In this quantum implementation, this is the required encoding step to get our classical data into our quantum system.

To verify the check digit, we apply another Hadamard operation and then read the qubit. Only a correct checkdigit will provide 100% probability of reading a **1**.

For consistency in the qubit results, the code encodes input values with neither 10 nor 13 digits as a single phase rotation of 180 degrees to ensure 100% probability of reading a **0**, which can indicate the input was not recognised as an ISBN at all. (Otherwise a PHASE rotation of 0 looks like a validation). Some correct length ISBN-like values can produce this guaranteed **0** too, but they will have invalid checkdigits.

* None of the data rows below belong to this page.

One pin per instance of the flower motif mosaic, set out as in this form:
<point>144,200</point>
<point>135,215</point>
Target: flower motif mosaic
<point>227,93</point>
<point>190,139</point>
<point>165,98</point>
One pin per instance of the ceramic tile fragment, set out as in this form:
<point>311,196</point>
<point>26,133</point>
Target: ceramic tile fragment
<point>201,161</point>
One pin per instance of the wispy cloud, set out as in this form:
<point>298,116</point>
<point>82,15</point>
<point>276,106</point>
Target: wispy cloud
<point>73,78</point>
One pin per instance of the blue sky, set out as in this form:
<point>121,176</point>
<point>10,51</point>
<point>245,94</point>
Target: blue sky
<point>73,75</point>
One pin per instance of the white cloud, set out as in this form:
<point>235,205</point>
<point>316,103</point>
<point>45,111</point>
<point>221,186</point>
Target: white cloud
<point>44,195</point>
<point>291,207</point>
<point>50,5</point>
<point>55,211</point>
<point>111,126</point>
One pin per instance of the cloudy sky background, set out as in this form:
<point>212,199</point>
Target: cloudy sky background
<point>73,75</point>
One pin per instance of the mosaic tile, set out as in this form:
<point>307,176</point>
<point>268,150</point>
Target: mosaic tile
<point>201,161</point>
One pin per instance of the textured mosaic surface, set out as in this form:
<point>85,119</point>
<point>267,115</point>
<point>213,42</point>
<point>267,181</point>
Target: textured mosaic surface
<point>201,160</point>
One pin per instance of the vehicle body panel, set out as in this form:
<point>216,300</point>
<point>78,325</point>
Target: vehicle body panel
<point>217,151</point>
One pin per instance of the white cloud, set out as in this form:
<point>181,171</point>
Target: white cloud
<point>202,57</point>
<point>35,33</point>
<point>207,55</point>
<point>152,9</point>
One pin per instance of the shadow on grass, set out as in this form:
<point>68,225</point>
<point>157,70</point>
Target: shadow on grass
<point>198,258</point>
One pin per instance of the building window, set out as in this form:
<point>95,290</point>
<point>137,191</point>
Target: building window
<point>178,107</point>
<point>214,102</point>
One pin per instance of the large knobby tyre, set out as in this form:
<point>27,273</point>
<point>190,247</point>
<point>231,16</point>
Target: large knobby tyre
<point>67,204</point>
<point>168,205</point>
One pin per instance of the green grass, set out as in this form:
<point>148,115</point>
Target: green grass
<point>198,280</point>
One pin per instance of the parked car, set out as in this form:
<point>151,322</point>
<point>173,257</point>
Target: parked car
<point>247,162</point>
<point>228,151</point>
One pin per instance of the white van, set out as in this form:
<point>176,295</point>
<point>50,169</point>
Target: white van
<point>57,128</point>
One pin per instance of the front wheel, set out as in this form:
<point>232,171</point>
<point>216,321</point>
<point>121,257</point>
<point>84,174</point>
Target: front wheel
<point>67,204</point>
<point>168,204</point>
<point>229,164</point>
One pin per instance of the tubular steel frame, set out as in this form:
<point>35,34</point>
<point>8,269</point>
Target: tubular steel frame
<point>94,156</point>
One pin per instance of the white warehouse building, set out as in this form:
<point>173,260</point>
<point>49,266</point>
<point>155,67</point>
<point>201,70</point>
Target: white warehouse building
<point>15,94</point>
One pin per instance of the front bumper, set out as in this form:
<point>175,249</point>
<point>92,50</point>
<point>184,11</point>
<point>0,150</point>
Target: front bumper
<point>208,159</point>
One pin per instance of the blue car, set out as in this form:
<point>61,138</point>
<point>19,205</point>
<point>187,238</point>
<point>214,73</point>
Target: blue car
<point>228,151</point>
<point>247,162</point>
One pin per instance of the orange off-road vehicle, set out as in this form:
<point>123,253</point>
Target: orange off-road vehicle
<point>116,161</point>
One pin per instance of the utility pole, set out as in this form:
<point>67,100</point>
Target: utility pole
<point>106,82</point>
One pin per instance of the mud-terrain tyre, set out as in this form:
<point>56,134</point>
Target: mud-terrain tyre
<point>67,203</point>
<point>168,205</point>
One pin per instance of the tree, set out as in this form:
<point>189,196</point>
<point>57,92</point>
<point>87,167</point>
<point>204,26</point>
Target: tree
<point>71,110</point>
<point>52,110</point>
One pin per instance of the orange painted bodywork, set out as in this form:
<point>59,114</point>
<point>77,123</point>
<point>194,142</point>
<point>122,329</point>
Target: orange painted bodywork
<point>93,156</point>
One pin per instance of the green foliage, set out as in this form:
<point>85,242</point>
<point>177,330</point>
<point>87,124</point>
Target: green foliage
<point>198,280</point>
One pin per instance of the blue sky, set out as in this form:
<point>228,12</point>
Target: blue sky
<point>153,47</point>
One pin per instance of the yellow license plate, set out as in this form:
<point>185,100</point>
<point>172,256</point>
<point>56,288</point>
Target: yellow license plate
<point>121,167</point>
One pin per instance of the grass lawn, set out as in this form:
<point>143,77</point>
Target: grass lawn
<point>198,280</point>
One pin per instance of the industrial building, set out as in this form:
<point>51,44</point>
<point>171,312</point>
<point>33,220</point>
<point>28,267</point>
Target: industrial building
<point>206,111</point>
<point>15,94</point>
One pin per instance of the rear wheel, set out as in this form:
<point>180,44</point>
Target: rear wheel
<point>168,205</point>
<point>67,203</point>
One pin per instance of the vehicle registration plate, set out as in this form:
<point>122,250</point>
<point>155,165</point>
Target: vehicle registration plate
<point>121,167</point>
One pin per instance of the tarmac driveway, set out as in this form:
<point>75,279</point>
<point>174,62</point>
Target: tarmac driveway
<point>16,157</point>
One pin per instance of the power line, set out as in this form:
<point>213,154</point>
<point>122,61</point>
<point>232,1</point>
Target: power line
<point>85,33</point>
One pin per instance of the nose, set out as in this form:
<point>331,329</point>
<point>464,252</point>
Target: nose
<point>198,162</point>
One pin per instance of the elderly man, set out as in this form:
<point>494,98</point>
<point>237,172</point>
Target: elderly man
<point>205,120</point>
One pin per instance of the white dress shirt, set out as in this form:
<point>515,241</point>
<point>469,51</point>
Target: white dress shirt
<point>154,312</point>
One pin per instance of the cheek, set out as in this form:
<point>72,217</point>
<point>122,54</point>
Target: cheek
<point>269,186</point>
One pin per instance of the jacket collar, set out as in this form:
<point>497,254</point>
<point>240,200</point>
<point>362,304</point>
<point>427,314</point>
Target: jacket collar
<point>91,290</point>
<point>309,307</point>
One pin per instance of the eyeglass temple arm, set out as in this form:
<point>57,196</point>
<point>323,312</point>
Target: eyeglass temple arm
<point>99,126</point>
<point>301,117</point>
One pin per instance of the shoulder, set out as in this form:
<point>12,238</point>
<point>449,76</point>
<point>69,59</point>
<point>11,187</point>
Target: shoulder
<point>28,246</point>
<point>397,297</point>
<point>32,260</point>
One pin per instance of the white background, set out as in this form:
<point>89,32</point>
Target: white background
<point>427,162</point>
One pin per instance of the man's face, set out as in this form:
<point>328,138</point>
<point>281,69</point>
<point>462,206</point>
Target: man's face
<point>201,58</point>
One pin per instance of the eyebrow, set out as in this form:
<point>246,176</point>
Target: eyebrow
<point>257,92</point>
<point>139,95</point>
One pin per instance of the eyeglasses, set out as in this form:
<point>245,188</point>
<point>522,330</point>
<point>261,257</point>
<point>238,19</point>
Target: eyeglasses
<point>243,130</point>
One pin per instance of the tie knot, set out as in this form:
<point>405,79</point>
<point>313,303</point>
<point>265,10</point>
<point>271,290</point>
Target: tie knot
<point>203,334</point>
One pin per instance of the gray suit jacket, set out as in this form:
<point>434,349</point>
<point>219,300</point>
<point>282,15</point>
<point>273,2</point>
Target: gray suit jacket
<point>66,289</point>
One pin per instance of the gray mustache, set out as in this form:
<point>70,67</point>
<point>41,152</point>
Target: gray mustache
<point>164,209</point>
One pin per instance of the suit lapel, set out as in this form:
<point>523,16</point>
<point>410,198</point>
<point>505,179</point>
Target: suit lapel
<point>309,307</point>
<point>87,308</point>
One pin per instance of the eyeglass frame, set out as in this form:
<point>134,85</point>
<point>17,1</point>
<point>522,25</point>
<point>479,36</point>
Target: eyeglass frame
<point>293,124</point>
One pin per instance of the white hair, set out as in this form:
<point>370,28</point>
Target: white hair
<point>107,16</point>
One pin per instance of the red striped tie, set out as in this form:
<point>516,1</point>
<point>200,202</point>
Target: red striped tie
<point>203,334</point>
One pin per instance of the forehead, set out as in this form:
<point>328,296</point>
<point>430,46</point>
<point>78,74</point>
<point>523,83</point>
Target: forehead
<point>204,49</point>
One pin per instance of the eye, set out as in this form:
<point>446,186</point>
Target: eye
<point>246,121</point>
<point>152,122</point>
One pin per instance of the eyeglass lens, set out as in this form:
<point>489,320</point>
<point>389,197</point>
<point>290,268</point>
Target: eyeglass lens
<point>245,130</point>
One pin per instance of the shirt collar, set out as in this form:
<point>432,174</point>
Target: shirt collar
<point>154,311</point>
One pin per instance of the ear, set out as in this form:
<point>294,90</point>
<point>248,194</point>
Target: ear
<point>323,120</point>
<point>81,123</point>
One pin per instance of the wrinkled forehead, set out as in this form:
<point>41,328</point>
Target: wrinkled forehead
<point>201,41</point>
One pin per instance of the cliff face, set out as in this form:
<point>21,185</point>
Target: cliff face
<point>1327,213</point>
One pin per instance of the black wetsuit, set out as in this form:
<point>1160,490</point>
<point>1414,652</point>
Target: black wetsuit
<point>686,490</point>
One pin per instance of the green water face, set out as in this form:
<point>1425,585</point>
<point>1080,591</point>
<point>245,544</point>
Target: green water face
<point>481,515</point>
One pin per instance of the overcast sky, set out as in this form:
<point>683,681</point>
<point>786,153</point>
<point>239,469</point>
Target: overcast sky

`matplotlib` output for a ISBN-13 validation circuit:
![Quantum circuit for ISBN-13 validation](img/ISBN13-circuit.png)

## Usage examples
Requires Python, [Qiskit](https://qiskit.org/), and `matplotlib` (for displaying the quantum circuits).

Positive validation:
```
$ ./qisbn.py 9781492039686
Validating ISBN 9781492039686...
Shots: 300
Counts: {'1': 300}
ISBN 9781492039686 validates!
```
Negative result:
```
$ ./qisbn.py 9781492039684
Validating ISBN 9781492039684...
Shots: 300
Counts: {'0': 98, '1': 202}
9781492039684 does not validate!
```

## Original circuit
Below is the original version of my validation algorithm attempt, which uses 3 qubits and a swap check to determine whether the weighted sum modulo _n_ is equal to the phase encoded checkdigit (negative rotation).
The circuit is a bit more interesting and gives the same result, but after creating it and seeing how it worked, I realised it was uneccesarily complex and could be simplified to use
only one qubit for the same functionality.

Here is that earlier circuit drawn using [QCEngine](https://oreilly-qc.github.io/docs/build/index.html):

![Earlier 3 qubit version of an ISBN validation circuit](img/original-qISBN-circuit.png)

## License
This project is licensed under the terms of the [MIT license](LICENSE.txt).